Liquid lubes come in a wide and sometimes confusing
variety. We can recommend one perfect for your bike and our riding
conditions. You only need a small container and it'll last for many
rides.
Depending on how much you plan to work on your bike, you may want to pick up some grease, too. This is a thicker lube, about the consistency of Crisco shortening. We sell it in squeeze tubes.
You
can't see it, but grease is what's inside the headset (steering
mechanism), hubs, bottom bracket and pedals. There are bearings inside
these components and they sit in a bed of grease that keeps them lubed
and turning freely.
Because grease is thick and these systems
are protected from the elements, it's unlikely you'll need to work on
these parts. However, grease is also used to lubricate threads and
parts that fit together, such as the seatpost and stem and the
associated bolts. If you plan to work on these parts, it's good to have
some grease on hand.
Lubing It Part By Part
How often you lube
your bike depends on how you use it. Ideally, the moving parts will
always be lightly lubed. A dry, squeaking bike needs lube. A bike
covered with grime means you're using too much lube (or the wrong lube).
Applying
lube is just a matter of dripping or spraying some on, operating the
part to get the lube down inside, letting it sit for a bit for the lube
to fully penetrate and then wiping off the excess.
Chain: lubricate
the lower run of links (see diagram) as you pedal backwards with your
hand until you've lightly coated the entire chain.
Brakes:
lube the pivot points where the brake parts move against each other.

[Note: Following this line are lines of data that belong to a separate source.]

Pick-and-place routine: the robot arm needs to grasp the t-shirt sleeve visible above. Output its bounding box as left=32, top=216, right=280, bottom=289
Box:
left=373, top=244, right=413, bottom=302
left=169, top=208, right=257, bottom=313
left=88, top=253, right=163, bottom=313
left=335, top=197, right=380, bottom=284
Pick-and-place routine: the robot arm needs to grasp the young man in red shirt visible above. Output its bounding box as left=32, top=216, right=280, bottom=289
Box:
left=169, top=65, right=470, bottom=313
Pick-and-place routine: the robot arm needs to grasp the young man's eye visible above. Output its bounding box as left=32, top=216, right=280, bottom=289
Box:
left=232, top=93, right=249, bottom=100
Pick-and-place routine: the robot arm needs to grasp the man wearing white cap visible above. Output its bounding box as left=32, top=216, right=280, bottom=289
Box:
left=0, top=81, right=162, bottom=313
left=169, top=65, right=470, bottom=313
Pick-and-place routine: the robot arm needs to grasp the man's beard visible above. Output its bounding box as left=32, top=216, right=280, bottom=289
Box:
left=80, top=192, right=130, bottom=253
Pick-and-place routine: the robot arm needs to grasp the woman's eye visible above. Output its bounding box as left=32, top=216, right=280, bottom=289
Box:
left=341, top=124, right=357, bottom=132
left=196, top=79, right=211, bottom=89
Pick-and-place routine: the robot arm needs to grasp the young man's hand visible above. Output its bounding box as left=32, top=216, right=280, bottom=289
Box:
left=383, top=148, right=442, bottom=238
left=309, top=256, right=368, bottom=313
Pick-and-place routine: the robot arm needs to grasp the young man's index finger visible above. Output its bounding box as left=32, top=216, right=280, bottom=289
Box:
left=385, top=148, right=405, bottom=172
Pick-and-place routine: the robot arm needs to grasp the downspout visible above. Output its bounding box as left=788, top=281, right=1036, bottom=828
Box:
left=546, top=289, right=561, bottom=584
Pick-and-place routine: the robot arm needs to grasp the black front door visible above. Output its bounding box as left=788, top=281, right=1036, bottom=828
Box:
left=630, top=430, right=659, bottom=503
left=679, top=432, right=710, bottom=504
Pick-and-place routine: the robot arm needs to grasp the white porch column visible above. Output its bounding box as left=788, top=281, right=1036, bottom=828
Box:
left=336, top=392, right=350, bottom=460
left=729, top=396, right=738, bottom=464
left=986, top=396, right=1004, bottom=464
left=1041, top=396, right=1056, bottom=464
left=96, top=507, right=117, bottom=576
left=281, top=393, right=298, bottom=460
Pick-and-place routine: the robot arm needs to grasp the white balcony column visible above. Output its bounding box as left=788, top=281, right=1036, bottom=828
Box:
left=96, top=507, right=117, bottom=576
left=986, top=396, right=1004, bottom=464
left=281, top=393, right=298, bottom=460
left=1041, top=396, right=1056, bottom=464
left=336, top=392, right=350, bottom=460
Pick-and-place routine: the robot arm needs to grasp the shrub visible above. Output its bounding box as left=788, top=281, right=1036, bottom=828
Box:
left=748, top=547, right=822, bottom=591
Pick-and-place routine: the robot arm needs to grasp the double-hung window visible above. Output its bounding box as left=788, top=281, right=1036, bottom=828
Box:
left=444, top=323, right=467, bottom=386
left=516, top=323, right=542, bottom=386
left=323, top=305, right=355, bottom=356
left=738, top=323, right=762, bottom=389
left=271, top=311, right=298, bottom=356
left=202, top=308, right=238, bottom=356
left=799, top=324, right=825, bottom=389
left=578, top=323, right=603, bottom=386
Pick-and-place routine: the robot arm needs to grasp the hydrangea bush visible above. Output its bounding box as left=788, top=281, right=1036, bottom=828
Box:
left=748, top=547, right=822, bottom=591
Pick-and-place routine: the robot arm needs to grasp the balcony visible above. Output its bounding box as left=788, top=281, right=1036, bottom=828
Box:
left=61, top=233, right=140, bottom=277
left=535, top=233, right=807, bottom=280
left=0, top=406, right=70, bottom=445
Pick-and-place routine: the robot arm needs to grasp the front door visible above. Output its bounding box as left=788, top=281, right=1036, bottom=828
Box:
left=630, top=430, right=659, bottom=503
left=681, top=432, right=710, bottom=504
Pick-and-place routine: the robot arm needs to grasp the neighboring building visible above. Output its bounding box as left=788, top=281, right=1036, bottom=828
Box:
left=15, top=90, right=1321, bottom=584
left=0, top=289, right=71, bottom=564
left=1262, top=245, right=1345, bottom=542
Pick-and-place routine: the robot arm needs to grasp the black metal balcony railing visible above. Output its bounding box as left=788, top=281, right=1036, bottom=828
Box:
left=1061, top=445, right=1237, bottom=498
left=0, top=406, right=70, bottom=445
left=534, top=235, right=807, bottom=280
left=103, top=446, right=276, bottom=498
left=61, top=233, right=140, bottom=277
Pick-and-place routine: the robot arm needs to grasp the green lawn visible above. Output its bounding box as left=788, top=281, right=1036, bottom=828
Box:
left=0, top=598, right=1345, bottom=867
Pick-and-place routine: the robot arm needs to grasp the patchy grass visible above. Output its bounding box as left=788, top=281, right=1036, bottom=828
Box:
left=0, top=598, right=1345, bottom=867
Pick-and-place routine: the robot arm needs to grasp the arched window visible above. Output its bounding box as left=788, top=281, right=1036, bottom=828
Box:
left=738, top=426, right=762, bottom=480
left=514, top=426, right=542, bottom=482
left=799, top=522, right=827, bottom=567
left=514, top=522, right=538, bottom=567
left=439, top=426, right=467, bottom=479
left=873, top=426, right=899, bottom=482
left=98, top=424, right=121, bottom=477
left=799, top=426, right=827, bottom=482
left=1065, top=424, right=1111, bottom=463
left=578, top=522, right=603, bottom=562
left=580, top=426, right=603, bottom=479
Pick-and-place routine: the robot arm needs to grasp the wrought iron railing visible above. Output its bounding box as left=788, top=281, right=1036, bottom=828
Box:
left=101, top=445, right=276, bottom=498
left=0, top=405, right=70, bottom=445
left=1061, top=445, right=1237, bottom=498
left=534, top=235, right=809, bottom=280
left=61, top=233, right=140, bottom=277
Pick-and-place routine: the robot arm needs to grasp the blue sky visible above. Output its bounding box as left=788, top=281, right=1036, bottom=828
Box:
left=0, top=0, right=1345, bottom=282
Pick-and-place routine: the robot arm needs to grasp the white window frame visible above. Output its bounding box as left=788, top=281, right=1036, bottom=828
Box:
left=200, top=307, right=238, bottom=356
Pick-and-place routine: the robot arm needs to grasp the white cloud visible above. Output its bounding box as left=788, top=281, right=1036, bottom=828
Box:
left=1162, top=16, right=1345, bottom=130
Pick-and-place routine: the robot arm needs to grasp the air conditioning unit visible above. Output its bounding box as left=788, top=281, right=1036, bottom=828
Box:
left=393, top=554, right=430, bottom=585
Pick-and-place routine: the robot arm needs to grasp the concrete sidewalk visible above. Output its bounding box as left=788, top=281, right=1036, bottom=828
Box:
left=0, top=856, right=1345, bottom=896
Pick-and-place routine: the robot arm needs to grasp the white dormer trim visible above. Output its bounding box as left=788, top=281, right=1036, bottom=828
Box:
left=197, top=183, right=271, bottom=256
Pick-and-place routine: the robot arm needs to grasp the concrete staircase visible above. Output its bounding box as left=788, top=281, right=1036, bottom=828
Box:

If there's a quick-release mechanism and/or adjustment barrel
(sometimes on the brake lever; see diagram), lightly lube these, too
(on the threads for the adjustment barrel). Do NOT get lube on the brake pads or rims!
Derailleurs:
wet the pivot points on the derailleur bodies. And, for the rear, while
the bike's resting on its side, apply a little to the center of the
derailleur pulleys. Lube the adjustment barrel, too.
Clipless pedals:
apply lube if your shoes and pedals are creaking when you ride and/or
it's difficult to get in or out. Remember to remove your shoes before
walking into the house so you don't leave oily footprints across the
carpet!
Cables: most brake and shift cables don't
require lube because they're inside nylon-lined housing. If yours bind,
however, you can add lube if your bike has split housing stops. These
allow accessing the cables and lubing. It's done by opening the brake
quick release to create slack and then pulling slightly to free the
housing from the frame stops. You can then slide the housing to get at
the cable inside. For derailleurs, shift onto the largest cog or ring
and then move the levers back without pedaling. This creates enough
slack to get the housing out of the stops and lube the shift cables (if
necessary, don't forget to lube where the cables pass beneath the
bottom bracket, too).
Suspension fork: double-check that
your lube won't harm nylon or rubber seals. If it's safe, you can apply
a few drops to the upper fork legs and push down on your handlebars a
few times to compress the fork and work the lube past the seals. This
will keep the fork's action smooth.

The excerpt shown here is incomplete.